# Thinkful Data Science Event:

## Planning a Vacation with NLP

The purpose of this event is to become familiar with natural language processing(NLP). 

NLP entails taking unstructured data such as text and transforming it into a useful format from which we can extract insights. 

In today's event, we will use this methodology in order to help us in planning and ideal vacation. The Kaggle website contains a file of hotel reviews which can be downloaded [here](https://www.kaggle.com/datafiniti/hotel-reviews/data). Our task is to use these reviews to create a random forest that will help plan our ideal location for a holiday.  

## Getting Started-

The data for tonights event contains reviews for 1000 hotels collected by Datafinity. We are going to use these reviews to help us plan a vacation. Before we can do that, however, we will have to pre-process our data. This will include transforming the shape and structure of the data to make it readable by our algorithm, and also the removal of unnecessary information that cannot be interpreted by the computer.

### NLTK

In order to complete our project, we will rely on the `nltk` package which provides an excellent platform in python for carrying out natural language processing. To install this package and set it up:

1. Open up a terminal window or command line:
    * Run `pip install --upgrade pip`
    * Then type `pip install nltk`
    
2. Create a new instance of python
    * Run the following line: `import nltk`
    * Then you must type in `nltk.download()`

When you run the last line, it will bring out a pop-up window that looks like this:

![Image of NLTK](https://likegeeks.com/wp-content/uploads/2017/09/01-NLP-Tutorial.png)

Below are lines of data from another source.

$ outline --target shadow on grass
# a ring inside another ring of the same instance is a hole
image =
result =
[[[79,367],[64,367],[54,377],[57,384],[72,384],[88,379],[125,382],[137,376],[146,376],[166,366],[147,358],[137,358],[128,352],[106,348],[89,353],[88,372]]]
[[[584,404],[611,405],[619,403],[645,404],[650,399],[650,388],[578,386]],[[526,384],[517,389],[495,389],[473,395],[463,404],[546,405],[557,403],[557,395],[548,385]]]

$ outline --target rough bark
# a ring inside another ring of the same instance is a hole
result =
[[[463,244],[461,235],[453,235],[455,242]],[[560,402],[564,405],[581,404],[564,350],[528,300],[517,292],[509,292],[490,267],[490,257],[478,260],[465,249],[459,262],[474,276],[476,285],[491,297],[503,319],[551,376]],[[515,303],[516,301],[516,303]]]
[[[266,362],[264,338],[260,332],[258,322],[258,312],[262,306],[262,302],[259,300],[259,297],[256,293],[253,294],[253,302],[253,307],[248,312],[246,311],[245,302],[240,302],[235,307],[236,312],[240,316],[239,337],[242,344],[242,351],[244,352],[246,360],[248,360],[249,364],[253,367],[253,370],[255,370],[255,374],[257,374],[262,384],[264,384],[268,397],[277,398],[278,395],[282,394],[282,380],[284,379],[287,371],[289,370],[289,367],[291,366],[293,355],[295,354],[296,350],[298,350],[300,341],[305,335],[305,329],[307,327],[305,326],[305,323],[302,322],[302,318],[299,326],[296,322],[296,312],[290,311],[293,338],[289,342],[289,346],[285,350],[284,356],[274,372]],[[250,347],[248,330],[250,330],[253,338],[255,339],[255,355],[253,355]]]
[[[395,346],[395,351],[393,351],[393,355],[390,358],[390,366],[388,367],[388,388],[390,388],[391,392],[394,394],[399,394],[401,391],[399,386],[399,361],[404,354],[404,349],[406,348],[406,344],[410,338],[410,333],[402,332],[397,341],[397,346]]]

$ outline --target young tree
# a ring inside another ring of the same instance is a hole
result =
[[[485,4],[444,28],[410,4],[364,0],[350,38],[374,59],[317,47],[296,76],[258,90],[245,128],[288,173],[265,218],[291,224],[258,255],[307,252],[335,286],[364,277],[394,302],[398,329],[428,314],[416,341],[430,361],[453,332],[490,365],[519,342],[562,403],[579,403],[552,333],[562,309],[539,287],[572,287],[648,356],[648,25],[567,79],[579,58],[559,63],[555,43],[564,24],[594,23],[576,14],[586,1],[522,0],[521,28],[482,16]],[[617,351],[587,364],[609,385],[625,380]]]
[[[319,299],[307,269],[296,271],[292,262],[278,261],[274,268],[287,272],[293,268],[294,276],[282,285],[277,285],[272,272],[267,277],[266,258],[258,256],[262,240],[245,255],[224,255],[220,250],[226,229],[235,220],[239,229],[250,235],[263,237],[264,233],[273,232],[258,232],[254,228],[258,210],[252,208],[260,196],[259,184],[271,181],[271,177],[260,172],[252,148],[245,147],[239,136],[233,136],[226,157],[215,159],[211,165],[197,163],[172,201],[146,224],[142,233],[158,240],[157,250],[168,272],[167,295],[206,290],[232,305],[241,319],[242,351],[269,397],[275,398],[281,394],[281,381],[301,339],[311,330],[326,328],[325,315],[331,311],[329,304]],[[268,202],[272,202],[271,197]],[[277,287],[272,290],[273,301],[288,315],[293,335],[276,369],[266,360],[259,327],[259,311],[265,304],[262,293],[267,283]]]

The packages are all small, so we can go ahead and install them all. Then simply close the pop-up and we can continue with our project in python.

In [6]:
# Import the required libraries
import os
import pandas as pd
import nltk
from nltk.tokenize import word_tokenize
from nltk.corpus import stopwords
from nltk.stem import PorterStemmer
from sklearn.feature_extraction.text import TfidfVectorizer, CountVectorizer
from sklearn import preprocessing, model_selection, metrics, naive_bayes
from sklearn.ensemble import RandomForestClassifier

In [7]:
# Check the working directory
# print(os.getcwd())
# path = 'path/to/files'
# os.chdir(path)

In [8]:
# Load the data
data = pd.read_csv('https://github.com/Thinkful-Ed/data-201-resources/raw/master/hotel-reviews.csv')

## Pre-processing-

This is often the most time consuming component of any data science project. Indeed, it can comprise up to 90% of the effort in building a model. 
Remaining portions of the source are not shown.